It would, indeed, have been a strange fact, had attention
not been paid to breeding, for the inheritance of good and
bad qualities is so obvious.
At the present time, eminent breeders try by methodical
selection, with a distinct object in view, to make a new strain
or sub-breed, superior to anything existing in the country.
But, for our purpose, a kind of Selection, which may be called
Unconscious, and which results from every one trying to possess
and breed from the best individual animals, is more important.
Thus, a man who intends keeping pointers naturally tries to
get as good dogs as he can, and afterwards breeds from his
own best dogs, but he has no wish or expectation of permanently
altering the breed. Nevertheless I cannot doubt that this
process, continued during centuries, would improve and modify
any breed, in the same way as Bakewell, Collins, &c.,
by this very same process, only carried on more methodically,
did greatly modify, even during their own lifetimes, the forms
and qualities of their cattle. Slow and insensible changes
of this kind could never be recognised unless actual measurements
or careful drawings of the breeds in question had been made
long ago, which might serve for comparison.
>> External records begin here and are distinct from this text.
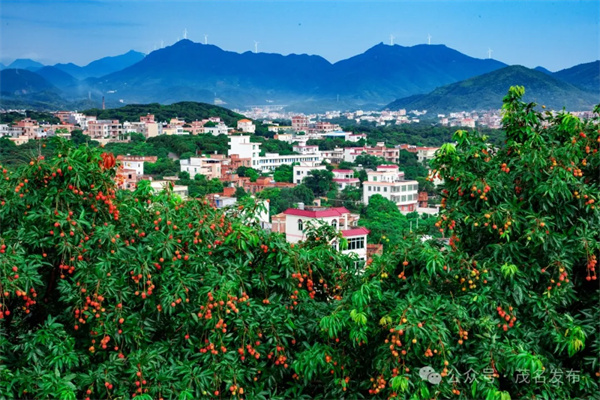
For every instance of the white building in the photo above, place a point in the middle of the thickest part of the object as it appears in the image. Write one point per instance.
(218, 129)
(209, 167)
(242, 146)
(334, 156)
(177, 189)
(303, 149)
(246, 126)
(270, 161)
(425, 154)
(297, 219)
(388, 182)
(105, 128)
(302, 171)
(344, 178)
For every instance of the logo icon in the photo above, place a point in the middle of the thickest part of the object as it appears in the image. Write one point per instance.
(429, 374)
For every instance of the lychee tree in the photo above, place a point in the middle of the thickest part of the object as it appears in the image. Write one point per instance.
(509, 308)
(116, 294)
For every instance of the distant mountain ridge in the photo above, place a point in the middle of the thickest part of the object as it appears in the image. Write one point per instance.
(198, 72)
(485, 92)
(103, 66)
(585, 76)
(188, 71)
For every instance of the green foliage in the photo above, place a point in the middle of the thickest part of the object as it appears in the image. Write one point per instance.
(107, 294)
(369, 162)
(240, 193)
(282, 199)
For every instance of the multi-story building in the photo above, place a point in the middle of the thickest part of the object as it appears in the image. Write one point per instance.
(391, 155)
(270, 161)
(303, 149)
(425, 154)
(131, 170)
(389, 182)
(246, 126)
(209, 167)
(334, 156)
(219, 129)
(345, 178)
(180, 190)
(297, 220)
(241, 146)
(244, 149)
(303, 170)
(105, 129)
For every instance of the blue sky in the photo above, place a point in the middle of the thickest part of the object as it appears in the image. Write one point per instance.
(553, 34)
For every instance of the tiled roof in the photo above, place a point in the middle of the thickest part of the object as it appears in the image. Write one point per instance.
(355, 232)
(330, 212)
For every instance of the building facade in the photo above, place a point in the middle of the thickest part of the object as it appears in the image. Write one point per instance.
(389, 182)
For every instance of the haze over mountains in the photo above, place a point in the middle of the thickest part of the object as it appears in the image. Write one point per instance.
(485, 92)
(198, 72)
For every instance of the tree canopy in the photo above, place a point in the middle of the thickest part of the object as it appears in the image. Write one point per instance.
(115, 294)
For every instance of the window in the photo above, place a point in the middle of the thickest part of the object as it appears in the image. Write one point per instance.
(356, 243)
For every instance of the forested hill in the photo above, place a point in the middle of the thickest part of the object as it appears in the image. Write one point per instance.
(187, 110)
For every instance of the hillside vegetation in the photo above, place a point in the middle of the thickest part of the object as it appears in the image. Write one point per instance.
(485, 91)
(117, 294)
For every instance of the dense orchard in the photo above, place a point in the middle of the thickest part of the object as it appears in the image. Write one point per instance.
(114, 294)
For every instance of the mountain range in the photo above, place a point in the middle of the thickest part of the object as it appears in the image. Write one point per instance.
(485, 92)
(199, 72)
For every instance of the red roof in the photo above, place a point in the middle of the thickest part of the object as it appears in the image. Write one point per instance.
(355, 232)
(346, 180)
(330, 212)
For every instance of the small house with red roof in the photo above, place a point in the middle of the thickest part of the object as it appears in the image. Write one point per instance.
(344, 178)
(296, 220)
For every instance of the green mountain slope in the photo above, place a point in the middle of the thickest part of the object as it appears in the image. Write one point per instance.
(584, 76)
(485, 92)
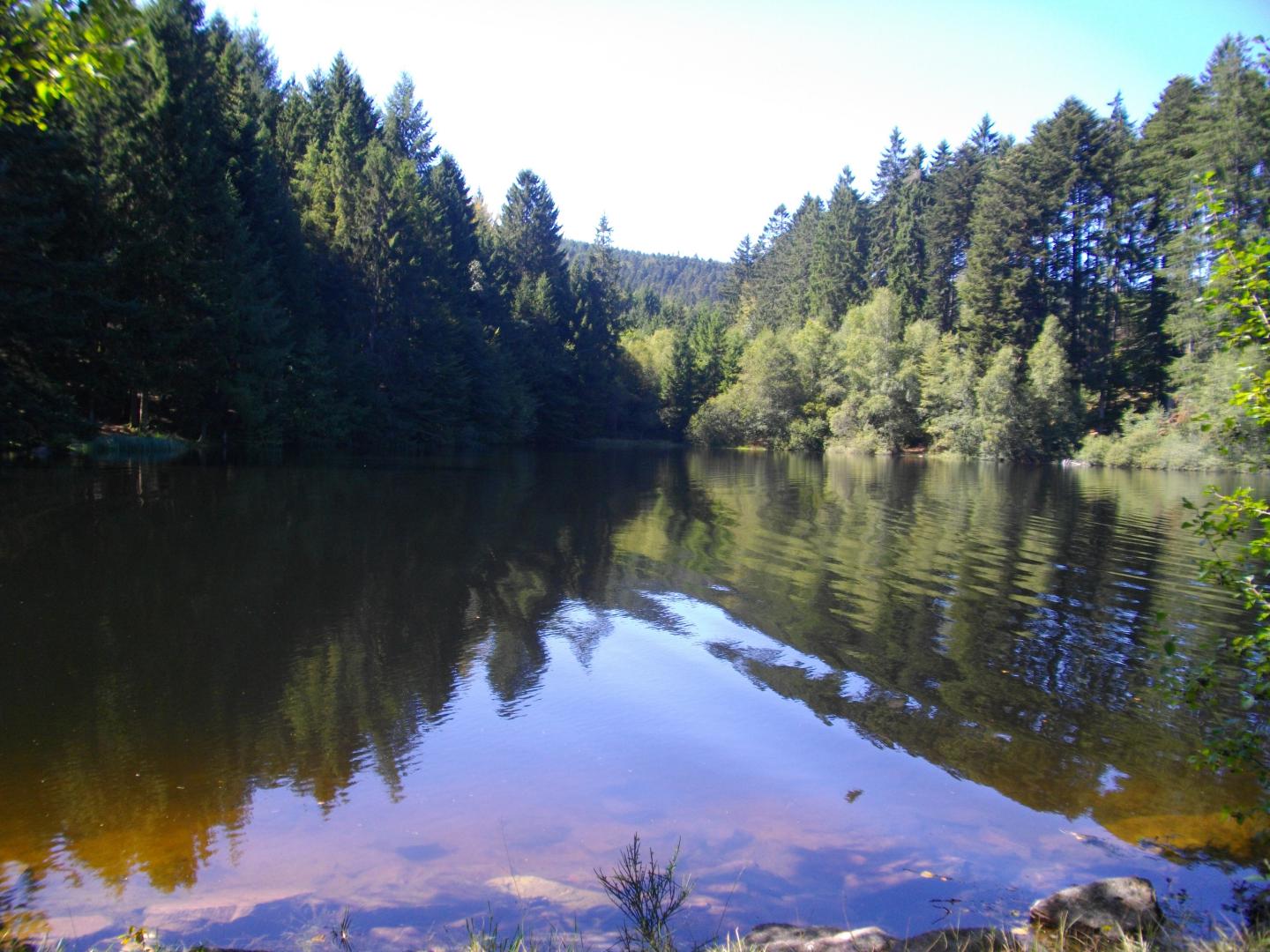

In some cases,
however, unchanged or but little changed individuals of the
same breed may be found in less civilised districts, where
the breed has been less improved. There is reason to believe
that King Charles's spaniel has been unconsciously modified
to a large extent since the time of that monarch. Some highly
competent authorities are convinced that the setter is directly
derived from the spaniel, and has probably been slowly altered
from it. It is known that the English pointer has been greatly
changed within the last century, and in this case the change
has, it is believed, been chiefly effected by crosses with
the fox-hound; but what concerns us is, that the change has
been effected unconsciously and gradually, and yet so effectually,
that, though the old Spanish pointer certainly came from Spain,
Mr Barrow has not seen, as I am informed by him, any native
dog in Spain like our pointer.
By a similar process of selection, and by careful training,
the whole body of English racehorses have come to surpass
in fleetness and size the parent Arab stock, so that the latter,
by the regulations for the Goodwood Races, are favoured in
the weights they carry. Lord Spencer and others have shown
how the cattle of England have increased in weight and in
early maturity, compared with the stock formerly kept in this
country. By comparing the accounts given in old pigeon treatises
of carriers and tumblers with these breeds as now existing
in Britain, India, and Persia, we can, I think, clearly trace
the stages through which they have insensibly passed, and
come to differ so greatly from the rock-pigeon.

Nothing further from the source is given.